Reference priors do not even use the likelihood function. They use the sampling distribution, which is not the same thing. The sampling distribution is a distribution, that is, a probability distribution that integrates to 1. The likelihood is an equivalence class of functions that are evaluated on the fixed, observed data, and are a function of the parameters of the problem. I don’t understand how people can confuse the two.

??? Take it up with the reference Bayesians who hold that desirable reference priors force them to consider the statistical model, “leading to violations of basic principles, such as the likelihood principle and the stopping rule principle” (Berger 2006, 394), Bernardo (2005; 2010)

(2006), “The Case for Objective Bayesian Analysis” and “Rejoinder”, Bayesian Analy- sis 1(3), 385–402; 457–464.

Bernardo, J. M. (2005), “Reference Analysis”, in: Dey, D. K. and C. R. Rao (eds.), Hand- book of Statistics 25, Amsterdam: Elsevier, 17–90.

bayesrules: The argument, if I remember it correctly, is that Bernardo’s rule to choose the reference prior depends on characteristics of the experiment that are not reflected in the likelihood function. I.e., you will use different reference priors and therefore get different inferences depending on the stopping rule in the standard stopping rule examples where likelihoods are proportional. (Note that I reconstruct this from my unreliable memory without going through Bernardo’s papers again right now.)

??? Why should it not be the case that the way the experiment is conducted should not affect the likelihood, the stopping rule, the priors, etc.?

All the LP says is that the observed data should only enter into the inference via the likelihood. That’s all. If the likelihood is affected by the stopping rule, or the priors are affected by it, so be it.

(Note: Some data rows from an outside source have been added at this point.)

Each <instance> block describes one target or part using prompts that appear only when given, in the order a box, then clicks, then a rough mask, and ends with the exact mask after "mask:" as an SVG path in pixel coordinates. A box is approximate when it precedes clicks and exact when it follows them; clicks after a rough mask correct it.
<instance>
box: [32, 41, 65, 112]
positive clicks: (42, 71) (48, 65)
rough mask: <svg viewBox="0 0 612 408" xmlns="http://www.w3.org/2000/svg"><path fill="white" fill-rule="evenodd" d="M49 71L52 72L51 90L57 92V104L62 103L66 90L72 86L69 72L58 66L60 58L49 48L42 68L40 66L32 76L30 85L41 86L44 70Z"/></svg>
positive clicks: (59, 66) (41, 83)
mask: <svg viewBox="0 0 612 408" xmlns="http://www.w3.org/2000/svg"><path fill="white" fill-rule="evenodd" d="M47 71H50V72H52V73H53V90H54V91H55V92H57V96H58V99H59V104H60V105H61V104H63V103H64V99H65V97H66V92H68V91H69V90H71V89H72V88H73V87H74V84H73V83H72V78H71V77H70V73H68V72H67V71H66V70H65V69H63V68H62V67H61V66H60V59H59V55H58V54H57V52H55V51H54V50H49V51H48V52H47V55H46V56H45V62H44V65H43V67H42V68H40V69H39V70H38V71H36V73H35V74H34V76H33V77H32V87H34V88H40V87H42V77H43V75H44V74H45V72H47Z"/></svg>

I do not view this as a refutation of the LP.

bayesrules: Note: the stopping rule affects the likelihoods (the way the experiment is conducted is not affecting the stopping rule), but in the ratio, the proportionality constant cancels out. If the prior reflects degrees of evidential weight prior to the experiment, then at least subjective Bayesians question why it’s being altered by the experimental sampling rule. Remember the “argument from intentions” criticism taken up several times, but most recently: https://errorstatistics.com/2012/09/19/barnard-background-infointentions/

To consider outcomes other than the one observed, in reasoning from the observed data, violates the LP and is deemed Bayesian incoherent.

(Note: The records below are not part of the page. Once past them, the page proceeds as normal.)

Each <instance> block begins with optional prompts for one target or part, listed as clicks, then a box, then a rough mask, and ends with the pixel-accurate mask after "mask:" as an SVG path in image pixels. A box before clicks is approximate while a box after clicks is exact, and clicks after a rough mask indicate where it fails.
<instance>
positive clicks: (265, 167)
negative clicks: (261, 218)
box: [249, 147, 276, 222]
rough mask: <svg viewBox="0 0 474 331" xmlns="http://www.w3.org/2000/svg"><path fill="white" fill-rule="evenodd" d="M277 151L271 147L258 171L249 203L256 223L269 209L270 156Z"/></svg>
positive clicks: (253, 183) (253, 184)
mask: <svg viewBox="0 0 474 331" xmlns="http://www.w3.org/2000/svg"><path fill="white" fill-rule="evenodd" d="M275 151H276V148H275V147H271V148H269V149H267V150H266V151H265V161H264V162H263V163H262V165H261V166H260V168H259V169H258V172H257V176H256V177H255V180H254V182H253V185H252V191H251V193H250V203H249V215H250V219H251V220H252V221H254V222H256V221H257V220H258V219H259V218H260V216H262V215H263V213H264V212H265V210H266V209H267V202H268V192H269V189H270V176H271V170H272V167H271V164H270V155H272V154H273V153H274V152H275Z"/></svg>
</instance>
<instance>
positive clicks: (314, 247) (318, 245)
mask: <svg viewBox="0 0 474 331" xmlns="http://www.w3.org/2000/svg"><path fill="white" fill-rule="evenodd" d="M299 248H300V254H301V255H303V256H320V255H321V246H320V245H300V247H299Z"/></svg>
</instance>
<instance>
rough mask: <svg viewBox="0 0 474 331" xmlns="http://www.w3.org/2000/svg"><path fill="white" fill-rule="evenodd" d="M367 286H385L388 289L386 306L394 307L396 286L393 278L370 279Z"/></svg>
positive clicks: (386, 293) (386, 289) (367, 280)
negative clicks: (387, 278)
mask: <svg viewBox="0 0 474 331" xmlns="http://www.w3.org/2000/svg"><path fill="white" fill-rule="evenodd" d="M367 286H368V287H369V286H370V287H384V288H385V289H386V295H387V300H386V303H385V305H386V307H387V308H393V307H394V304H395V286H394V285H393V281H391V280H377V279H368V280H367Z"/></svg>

That is not how I understand the LP nor is it how I understand stopping rules. I have stated my understanding of the LP above. It says, in my understanding of it, that the observed data should enter into the inference solely via the likelihood.

It does not say anything about how the experimental design should affect the likelihood or the priors. Indeed, the experimental design SHOULD affect the likelihood, because it tells us how the experiment was conducted and therefore what the likelihood should be.

And the experimental design SHOULD affect the prior. The prior is not some etherial notion about absolutes. It is conditional on the model and on the experimental protocol.

Jaynes taught us that if you don’t include all of the background information when you devise a probability model, you will make mistakes.

In my opinion, these are mistakes of this sort.

First 2 paras fine, if you add given the statistical model, but some of the rest is idiosyncratic, at least wrt to the way these terms have been used in the debates we are considering just now. Why does the specification as to when to stop alter your prior again? If the data, e.g., recording where it stops, influences the prior, then x is not merely influencing the likelihood. The central issue has always been what should count as relevant information, and since you mention Jaynes, he clearly denied that outcomes other than the observed are relevant in reasoning from the observed. (e.g., 1976, 246, in Harper and Hooker volume). Please check defns of the LP, SLP. Consideration of stopping rules involves considering outcomes that might have occurred but did not. How and why do they influence your prior credence in parameters?